I was so sure when I was young and unmarried and planning my future family that I would be the world's best mom. I would be loving and understanding and have oodles of patience and no temper. While these are all wonderful things they are not, necessarily, true. Of me, I mean. I do hope to get there--plan to, in fact, but the illusion that because I wanted it so badly I could be that way naturally, without effort, has indeed come tumbling down. Like the book says--it takes effort. It takes awareness and hard work to change and lots and lots of opportunities to do so. I can see myself growing already in the short time I've been a parent. She can be taught!
I have also found that a good dose of time on one's knees (we're talking prayer, people) can go a lot farther than the 'philosophies of men'. They have their place, don't get me wrong--why do you think I'm reading this book? I'm just saying; if you need some direction regarding parenting, the ultimate Father may have some good ideas. Just sayin'.

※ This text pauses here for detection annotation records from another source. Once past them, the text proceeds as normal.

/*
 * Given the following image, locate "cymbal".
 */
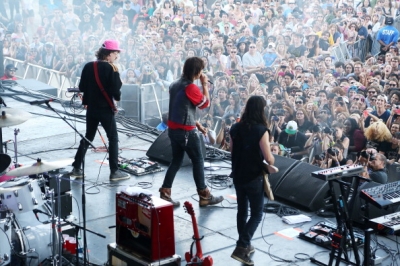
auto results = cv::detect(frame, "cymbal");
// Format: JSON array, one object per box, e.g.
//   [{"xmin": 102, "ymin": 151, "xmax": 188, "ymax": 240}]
[
  {"xmin": 0, "ymin": 108, "xmax": 31, "ymax": 128},
  {"xmin": 6, "ymin": 158, "xmax": 74, "ymax": 176}
]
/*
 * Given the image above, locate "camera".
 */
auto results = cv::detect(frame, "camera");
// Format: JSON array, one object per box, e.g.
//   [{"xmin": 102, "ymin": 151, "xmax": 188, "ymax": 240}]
[
  {"xmin": 225, "ymin": 117, "xmax": 232, "ymax": 126},
  {"xmin": 314, "ymin": 153, "xmax": 325, "ymax": 161},
  {"xmin": 144, "ymin": 66, "xmax": 151, "ymax": 73},
  {"xmin": 360, "ymin": 150, "xmax": 376, "ymax": 161},
  {"xmin": 327, "ymin": 148, "xmax": 339, "ymax": 156},
  {"xmin": 275, "ymin": 109, "xmax": 285, "ymax": 116}
]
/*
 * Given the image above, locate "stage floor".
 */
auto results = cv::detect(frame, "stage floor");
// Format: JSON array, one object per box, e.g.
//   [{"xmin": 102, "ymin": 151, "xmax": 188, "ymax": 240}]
[{"xmin": 0, "ymin": 83, "xmax": 399, "ymax": 266}]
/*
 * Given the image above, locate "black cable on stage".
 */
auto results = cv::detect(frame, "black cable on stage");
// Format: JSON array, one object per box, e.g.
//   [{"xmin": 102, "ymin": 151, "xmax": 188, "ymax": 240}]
[
  {"xmin": 263, "ymin": 203, "xmax": 300, "ymax": 217},
  {"xmin": 205, "ymin": 174, "xmax": 232, "ymax": 190}
]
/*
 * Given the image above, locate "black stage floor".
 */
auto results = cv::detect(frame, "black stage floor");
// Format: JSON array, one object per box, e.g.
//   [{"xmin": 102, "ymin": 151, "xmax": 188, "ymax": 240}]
[{"xmin": 0, "ymin": 82, "xmax": 399, "ymax": 266}]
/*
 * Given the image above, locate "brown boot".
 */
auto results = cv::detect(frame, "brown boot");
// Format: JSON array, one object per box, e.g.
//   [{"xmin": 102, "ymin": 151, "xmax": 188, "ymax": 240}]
[
  {"xmin": 158, "ymin": 187, "xmax": 181, "ymax": 207},
  {"xmin": 197, "ymin": 188, "xmax": 224, "ymax": 207}
]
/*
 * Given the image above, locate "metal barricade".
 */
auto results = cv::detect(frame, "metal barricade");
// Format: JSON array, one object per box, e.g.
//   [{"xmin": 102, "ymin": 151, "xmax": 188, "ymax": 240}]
[{"xmin": 4, "ymin": 57, "xmax": 79, "ymax": 99}]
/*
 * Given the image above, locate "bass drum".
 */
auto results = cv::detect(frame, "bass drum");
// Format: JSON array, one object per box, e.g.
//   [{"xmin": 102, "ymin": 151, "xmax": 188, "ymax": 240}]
[{"xmin": 11, "ymin": 208, "xmax": 58, "ymax": 266}]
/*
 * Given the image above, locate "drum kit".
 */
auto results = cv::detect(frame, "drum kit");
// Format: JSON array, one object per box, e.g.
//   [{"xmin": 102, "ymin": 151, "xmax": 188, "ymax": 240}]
[{"xmin": 0, "ymin": 108, "xmax": 73, "ymax": 266}]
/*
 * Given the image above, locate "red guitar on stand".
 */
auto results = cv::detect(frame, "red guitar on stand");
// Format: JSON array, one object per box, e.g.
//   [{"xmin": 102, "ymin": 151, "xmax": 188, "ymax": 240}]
[{"xmin": 184, "ymin": 201, "xmax": 213, "ymax": 266}]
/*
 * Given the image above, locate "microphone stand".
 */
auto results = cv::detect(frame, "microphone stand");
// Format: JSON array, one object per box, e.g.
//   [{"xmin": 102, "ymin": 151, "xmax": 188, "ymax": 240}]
[
  {"xmin": 63, "ymin": 219, "xmax": 106, "ymax": 265},
  {"xmin": 45, "ymin": 102, "xmax": 96, "ymax": 265}
]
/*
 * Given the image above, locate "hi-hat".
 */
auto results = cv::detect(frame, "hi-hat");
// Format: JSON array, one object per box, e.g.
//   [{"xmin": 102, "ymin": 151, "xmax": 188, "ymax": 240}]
[
  {"xmin": 0, "ymin": 108, "xmax": 31, "ymax": 128},
  {"xmin": 7, "ymin": 158, "xmax": 74, "ymax": 176}
]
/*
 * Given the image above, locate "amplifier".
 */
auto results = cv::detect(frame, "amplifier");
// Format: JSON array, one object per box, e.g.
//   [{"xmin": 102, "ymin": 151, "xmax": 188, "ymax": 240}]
[
  {"xmin": 116, "ymin": 192, "xmax": 175, "ymax": 261},
  {"xmin": 107, "ymin": 243, "xmax": 181, "ymax": 266}
]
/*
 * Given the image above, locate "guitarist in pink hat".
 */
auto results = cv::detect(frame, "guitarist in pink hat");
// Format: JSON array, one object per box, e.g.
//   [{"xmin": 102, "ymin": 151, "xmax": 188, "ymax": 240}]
[{"xmin": 70, "ymin": 40, "xmax": 130, "ymax": 181}]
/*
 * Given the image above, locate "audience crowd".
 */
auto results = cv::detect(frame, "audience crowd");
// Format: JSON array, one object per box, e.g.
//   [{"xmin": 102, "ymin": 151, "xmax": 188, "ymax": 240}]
[{"xmin": 0, "ymin": 0, "xmax": 400, "ymax": 182}]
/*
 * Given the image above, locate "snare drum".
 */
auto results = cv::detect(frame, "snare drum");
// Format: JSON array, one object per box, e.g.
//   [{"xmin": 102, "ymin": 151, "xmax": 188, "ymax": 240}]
[{"xmin": 0, "ymin": 177, "xmax": 44, "ymax": 214}]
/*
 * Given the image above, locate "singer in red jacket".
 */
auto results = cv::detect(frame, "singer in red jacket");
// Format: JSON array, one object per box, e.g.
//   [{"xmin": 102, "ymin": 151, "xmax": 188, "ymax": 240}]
[{"xmin": 159, "ymin": 57, "xmax": 224, "ymax": 207}]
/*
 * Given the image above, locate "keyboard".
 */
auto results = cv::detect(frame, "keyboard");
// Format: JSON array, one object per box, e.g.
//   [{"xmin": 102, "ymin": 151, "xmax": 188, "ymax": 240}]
[
  {"xmin": 369, "ymin": 212, "xmax": 400, "ymax": 235},
  {"xmin": 360, "ymin": 181, "xmax": 400, "ymax": 209}
]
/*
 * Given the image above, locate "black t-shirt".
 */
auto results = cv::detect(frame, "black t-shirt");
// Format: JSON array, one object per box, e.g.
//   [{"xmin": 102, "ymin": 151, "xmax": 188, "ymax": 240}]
[
  {"xmin": 298, "ymin": 121, "xmax": 313, "ymax": 133},
  {"xmin": 385, "ymin": 145, "xmax": 399, "ymax": 162},
  {"xmin": 230, "ymin": 122, "xmax": 269, "ymax": 184},
  {"xmin": 319, "ymin": 39, "xmax": 330, "ymax": 51},
  {"xmin": 288, "ymin": 45, "xmax": 307, "ymax": 57},
  {"xmin": 213, "ymin": 100, "xmax": 229, "ymax": 116}
]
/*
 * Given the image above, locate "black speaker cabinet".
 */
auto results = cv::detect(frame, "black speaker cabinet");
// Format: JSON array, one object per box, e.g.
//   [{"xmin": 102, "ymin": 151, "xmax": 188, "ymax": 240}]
[
  {"xmin": 146, "ymin": 129, "xmax": 206, "ymax": 166},
  {"xmin": 351, "ymin": 181, "xmax": 398, "ymax": 227},
  {"xmin": 273, "ymin": 161, "xmax": 329, "ymax": 211},
  {"xmin": 269, "ymin": 155, "xmax": 300, "ymax": 192}
]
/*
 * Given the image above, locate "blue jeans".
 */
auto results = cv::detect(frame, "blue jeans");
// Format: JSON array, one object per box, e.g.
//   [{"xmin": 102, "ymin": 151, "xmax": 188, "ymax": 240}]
[
  {"xmin": 72, "ymin": 107, "xmax": 118, "ymax": 173},
  {"xmin": 162, "ymin": 129, "xmax": 207, "ymax": 190},
  {"xmin": 235, "ymin": 176, "xmax": 264, "ymax": 248}
]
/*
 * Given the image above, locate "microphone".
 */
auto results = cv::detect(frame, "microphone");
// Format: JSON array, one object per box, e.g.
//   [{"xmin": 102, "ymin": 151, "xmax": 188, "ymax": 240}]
[
  {"xmin": 67, "ymin": 87, "xmax": 81, "ymax": 92},
  {"xmin": 29, "ymin": 98, "xmax": 53, "ymax": 105},
  {"xmin": 0, "ymin": 97, "xmax": 7, "ymax": 107},
  {"xmin": 32, "ymin": 209, "xmax": 39, "ymax": 221},
  {"xmin": 139, "ymin": 193, "xmax": 152, "ymax": 201}
]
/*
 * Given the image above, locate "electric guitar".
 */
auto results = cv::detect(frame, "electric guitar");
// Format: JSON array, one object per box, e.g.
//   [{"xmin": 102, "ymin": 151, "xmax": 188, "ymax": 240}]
[{"xmin": 184, "ymin": 201, "xmax": 213, "ymax": 266}]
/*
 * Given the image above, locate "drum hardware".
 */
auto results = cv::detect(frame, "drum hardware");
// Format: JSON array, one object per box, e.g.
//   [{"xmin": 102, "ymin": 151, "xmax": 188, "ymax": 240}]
[
  {"xmin": 0, "ymin": 108, "xmax": 31, "ymax": 153},
  {"xmin": 14, "ymin": 128, "xmax": 20, "ymax": 168},
  {"xmin": 0, "ymin": 153, "xmax": 14, "ymax": 182},
  {"xmin": 0, "ymin": 177, "xmax": 44, "ymax": 213}
]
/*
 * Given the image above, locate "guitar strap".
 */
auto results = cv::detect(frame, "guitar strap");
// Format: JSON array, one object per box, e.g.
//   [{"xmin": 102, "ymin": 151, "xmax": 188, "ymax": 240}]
[{"xmin": 93, "ymin": 61, "xmax": 117, "ymax": 112}]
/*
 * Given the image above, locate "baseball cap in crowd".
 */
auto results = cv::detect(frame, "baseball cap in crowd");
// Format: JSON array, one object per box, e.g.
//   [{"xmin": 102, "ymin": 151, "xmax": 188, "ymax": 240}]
[
  {"xmin": 101, "ymin": 40, "xmax": 121, "ymax": 51},
  {"xmin": 385, "ymin": 17, "xmax": 394, "ymax": 25},
  {"xmin": 293, "ymin": 32, "xmax": 303, "ymax": 38},
  {"xmin": 6, "ymin": 64, "xmax": 18, "ymax": 71},
  {"xmin": 294, "ymin": 64, "xmax": 303, "ymax": 69},
  {"xmin": 285, "ymin": 120, "xmax": 297, "ymax": 135}
]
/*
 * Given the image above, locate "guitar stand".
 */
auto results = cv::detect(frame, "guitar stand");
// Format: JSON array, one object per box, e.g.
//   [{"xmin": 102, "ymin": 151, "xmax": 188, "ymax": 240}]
[{"xmin": 312, "ymin": 176, "xmax": 363, "ymax": 266}]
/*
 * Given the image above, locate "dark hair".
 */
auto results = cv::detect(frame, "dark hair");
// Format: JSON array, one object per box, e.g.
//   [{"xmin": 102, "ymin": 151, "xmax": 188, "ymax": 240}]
[
  {"xmin": 96, "ymin": 48, "xmax": 119, "ymax": 60},
  {"xmin": 344, "ymin": 117, "xmax": 360, "ymax": 133},
  {"xmin": 182, "ymin": 57, "xmax": 204, "ymax": 81},
  {"xmin": 316, "ymin": 90, "xmax": 328, "ymax": 98},
  {"xmin": 240, "ymin": 95, "xmax": 268, "ymax": 126},
  {"xmin": 388, "ymin": 91, "xmax": 400, "ymax": 102}
]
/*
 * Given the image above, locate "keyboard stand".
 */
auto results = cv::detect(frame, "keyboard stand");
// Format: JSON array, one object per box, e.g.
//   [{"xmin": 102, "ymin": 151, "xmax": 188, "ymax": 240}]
[{"xmin": 312, "ymin": 176, "xmax": 364, "ymax": 266}]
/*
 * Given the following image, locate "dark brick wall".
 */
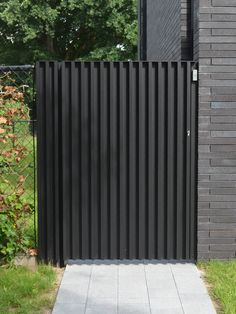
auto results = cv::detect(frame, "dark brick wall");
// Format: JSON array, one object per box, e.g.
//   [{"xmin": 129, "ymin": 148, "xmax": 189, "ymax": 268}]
[
  {"xmin": 140, "ymin": 0, "xmax": 181, "ymax": 61},
  {"xmin": 194, "ymin": 0, "xmax": 236, "ymax": 258}
]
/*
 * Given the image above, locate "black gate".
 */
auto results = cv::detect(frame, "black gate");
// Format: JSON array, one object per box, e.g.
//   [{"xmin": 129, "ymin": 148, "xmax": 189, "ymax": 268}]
[{"xmin": 36, "ymin": 62, "xmax": 197, "ymax": 264}]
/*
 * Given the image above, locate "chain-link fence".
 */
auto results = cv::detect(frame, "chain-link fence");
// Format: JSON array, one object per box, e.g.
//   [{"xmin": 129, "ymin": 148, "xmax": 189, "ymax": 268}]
[{"xmin": 0, "ymin": 65, "xmax": 37, "ymax": 247}]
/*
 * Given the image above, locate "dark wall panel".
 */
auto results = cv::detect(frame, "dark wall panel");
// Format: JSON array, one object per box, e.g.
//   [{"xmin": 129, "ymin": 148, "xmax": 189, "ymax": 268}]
[
  {"xmin": 140, "ymin": 0, "xmax": 181, "ymax": 61},
  {"xmin": 36, "ymin": 62, "xmax": 197, "ymax": 264}
]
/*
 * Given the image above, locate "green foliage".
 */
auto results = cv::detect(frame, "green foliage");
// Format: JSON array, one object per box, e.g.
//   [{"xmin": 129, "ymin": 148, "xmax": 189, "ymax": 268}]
[
  {"xmin": 0, "ymin": 190, "xmax": 32, "ymax": 262},
  {"xmin": 0, "ymin": 81, "xmax": 33, "ymax": 262},
  {"xmin": 199, "ymin": 260, "xmax": 236, "ymax": 314},
  {"xmin": 0, "ymin": 265, "xmax": 56, "ymax": 314},
  {"xmin": 0, "ymin": 0, "xmax": 137, "ymax": 64}
]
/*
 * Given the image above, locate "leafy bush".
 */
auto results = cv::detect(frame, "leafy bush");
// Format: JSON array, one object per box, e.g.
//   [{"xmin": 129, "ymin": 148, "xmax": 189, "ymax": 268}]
[{"xmin": 0, "ymin": 81, "xmax": 33, "ymax": 261}]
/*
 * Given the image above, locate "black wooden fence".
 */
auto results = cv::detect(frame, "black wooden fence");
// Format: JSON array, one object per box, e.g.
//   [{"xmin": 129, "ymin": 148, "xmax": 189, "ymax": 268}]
[{"xmin": 36, "ymin": 62, "xmax": 197, "ymax": 264}]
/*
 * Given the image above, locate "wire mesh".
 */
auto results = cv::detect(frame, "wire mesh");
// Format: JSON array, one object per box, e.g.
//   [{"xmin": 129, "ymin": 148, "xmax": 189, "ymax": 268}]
[{"xmin": 0, "ymin": 66, "xmax": 37, "ymax": 247}]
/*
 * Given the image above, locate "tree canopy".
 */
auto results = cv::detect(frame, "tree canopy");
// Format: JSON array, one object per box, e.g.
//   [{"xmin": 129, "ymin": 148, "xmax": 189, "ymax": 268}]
[{"xmin": 0, "ymin": 0, "xmax": 137, "ymax": 64}]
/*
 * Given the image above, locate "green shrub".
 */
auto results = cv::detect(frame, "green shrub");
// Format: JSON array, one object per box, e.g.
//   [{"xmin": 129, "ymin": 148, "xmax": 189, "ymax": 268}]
[{"xmin": 0, "ymin": 80, "xmax": 33, "ymax": 262}]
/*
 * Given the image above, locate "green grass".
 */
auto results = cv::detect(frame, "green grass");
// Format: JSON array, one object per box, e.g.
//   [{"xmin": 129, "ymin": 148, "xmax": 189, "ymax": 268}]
[
  {"xmin": 199, "ymin": 261, "xmax": 236, "ymax": 314},
  {"xmin": 0, "ymin": 265, "xmax": 56, "ymax": 314}
]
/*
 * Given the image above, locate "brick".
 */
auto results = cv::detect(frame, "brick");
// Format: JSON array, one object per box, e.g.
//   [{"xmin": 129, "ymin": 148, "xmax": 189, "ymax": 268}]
[
  {"xmin": 211, "ymin": 145, "xmax": 236, "ymax": 152},
  {"xmin": 197, "ymin": 244, "xmax": 210, "ymax": 252},
  {"xmin": 212, "ymin": 0, "xmax": 236, "ymax": 7},
  {"xmin": 211, "ymin": 131, "xmax": 236, "ymax": 137},
  {"xmin": 210, "ymin": 230, "xmax": 236, "ymax": 239},
  {"xmin": 198, "ymin": 194, "xmax": 236, "ymax": 202},
  {"xmin": 212, "ymin": 14, "xmax": 236, "ymax": 22},
  {"xmin": 198, "ymin": 202, "xmax": 210, "ymax": 209},
  {"xmin": 198, "ymin": 238, "xmax": 235, "ymax": 245},
  {"xmin": 211, "ymin": 159, "xmax": 236, "ymax": 167},
  {"xmin": 210, "ymin": 201, "xmax": 236, "ymax": 209},
  {"xmin": 198, "ymin": 208, "xmax": 236, "ymax": 217},
  {"xmin": 211, "ymin": 43, "xmax": 236, "ymax": 51},
  {"xmin": 210, "ymin": 244, "xmax": 236, "ymax": 253},
  {"xmin": 198, "ymin": 181, "xmax": 236, "ymax": 188},
  {"xmin": 198, "ymin": 251, "xmax": 235, "ymax": 260},
  {"xmin": 211, "ymin": 103, "xmax": 236, "ymax": 109}
]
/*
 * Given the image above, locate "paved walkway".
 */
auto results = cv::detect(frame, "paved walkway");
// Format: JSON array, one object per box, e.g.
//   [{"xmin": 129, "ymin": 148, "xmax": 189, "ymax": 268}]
[{"xmin": 53, "ymin": 261, "xmax": 216, "ymax": 314}]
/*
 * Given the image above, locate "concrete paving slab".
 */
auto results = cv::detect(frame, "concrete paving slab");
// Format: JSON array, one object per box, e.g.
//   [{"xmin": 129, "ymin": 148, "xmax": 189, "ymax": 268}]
[{"xmin": 53, "ymin": 260, "xmax": 216, "ymax": 314}]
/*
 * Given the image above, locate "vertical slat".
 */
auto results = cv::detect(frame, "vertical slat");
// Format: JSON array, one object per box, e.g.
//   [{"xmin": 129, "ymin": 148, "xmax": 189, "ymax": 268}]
[
  {"xmin": 61, "ymin": 62, "xmax": 71, "ymax": 260},
  {"xmin": 175, "ymin": 62, "xmax": 186, "ymax": 259},
  {"xmin": 70, "ymin": 62, "xmax": 80, "ymax": 256},
  {"xmin": 90, "ymin": 62, "xmax": 99, "ymax": 258},
  {"xmin": 81, "ymin": 62, "xmax": 89, "ymax": 259},
  {"xmin": 156, "ymin": 62, "xmax": 167, "ymax": 259},
  {"xmin": 146, "ymin": 62, "xmax": 156, "ymax": 259},
  {"xmin": 118, "ymin": 62, "xmax": 128, "ymax": 259},
  {"xmin": 45, "ymin": 62, "xmax": 54, "ymax": 258},
  {"xmin": 128, "ymin": 62, "xmax": 137, "ymax": 259},
  {"xmin": 166, "ymin": 62, "xmax": 175, "ymax": 259},
  {"xmin": 109, "ymin": 62, "xmax": 118, "ymax": 259},
  {"xmin": 53, "ymin": 62, "xmax": 62, "ymax": 264},
  {"xmin": 185, "ymin": 62, "xmax": 191, "ymax": 259},
  {"xmin": 36, "ymin": 62, "xmax": 47, "ymax": 261},
  {"xmin": 137, "ymin": 62, "xmax": 148, "ymax": 258},
  {"xmin": 100, "ymin": 62, "xmax": 109, "ymax": 258},
  {"xmin": 190, "ymin": 64, "xmax": 198, "ymax": 260}
]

Now if only I can be better at following my own advice.
Wednesday, September 1, 2010
And here is what I am thankful for:
A cuddly Bug. Isaac gives the best hugs in the world. I'm serious. I'm talking the throw your arms around the neck and squeeze like crazy hugs. It makes every dirty diaper and temper tantrum instantly worth it.
September! I'm kind of not ready for summer to be over, but I realized today that I am actually looking forward to fall leaves, snuggly sweaters, and deeper, richer colors. I was born in September; that makes it a good month. I met the Mr. in September...I think...or at least almost September. September is the time to can peaches--yum. September is the month we found out the Bug was a bug and not a buggette. All good things. What a fine month September is!
The Mr. I bought him a Reese's at the grocery store today to thank him for something. He loves Reese's. Only I can't remember what it is I have to thank him for, I only know that there most certainly is a reason. Oh well, I'll just have to thank him for something like being the world's greatest dad and taking such good care of the Bug, or being an awesome, understanding husband and having so much patience with me, or for working so hard every day so that we can have a beautiful house and food and even dog food for a dog that he doesn't even like and 9-volt batteries.
The internet. I kind of hate it too, because it's really easy for me to waste ridiculous amounts of time on it, but today it really came in handy. I went here and read a talk on an issue I was having. What a blessing to have so many inspiring words at my fingertips.
I am grateful for other things, too, but no one wants to read a forever long blog post. I certainly don't. Go find something to be grateful for.